Nicaragua's president-elect, Daniel Ortega, met on Tuesday with Thomas Shannon, the visiting United States deputy secretary of state for the western hemisphere, who had strongly opposed him as a presidential candidate.
Present at the meeting were also Paul Trivelli, the United States ambassador to Nicaragua, and the secretary general of Ortega's party, the Sandinista National Liberation Front.
US embassy official Cristin Stewart told media that the meeting was the first step in building relations between the US government and Ortega's future government.
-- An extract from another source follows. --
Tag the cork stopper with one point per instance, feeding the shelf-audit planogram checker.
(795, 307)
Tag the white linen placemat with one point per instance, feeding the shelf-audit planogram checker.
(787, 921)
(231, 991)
During Nicaragua's election campaign, Trivelli worked to form a coalition that included all the country's right-wing parties, in a bid to strengthen the anti-Ortega vote, while several senior US officials spoke against Ortega. The Organization of American States twice condemned the United States for interfering in the election.
On Nov. 5, after winning the election, Ortega told the press he would work with Washington within a framework of mutual respect.
The United States had backed a different right-winger, Eduardo Montealegre, for president, and distanced itself from the right-wing Liberal Constitutionalist Party (PLC). Arnoldo Aleman, the PLC president of Nicaragua from 1997 to 2002, is currently in jail for corruption.
Shannon arrived in Nicaragua on Monday on his way from El Salvador, and will leave for Panama later on Tuesday.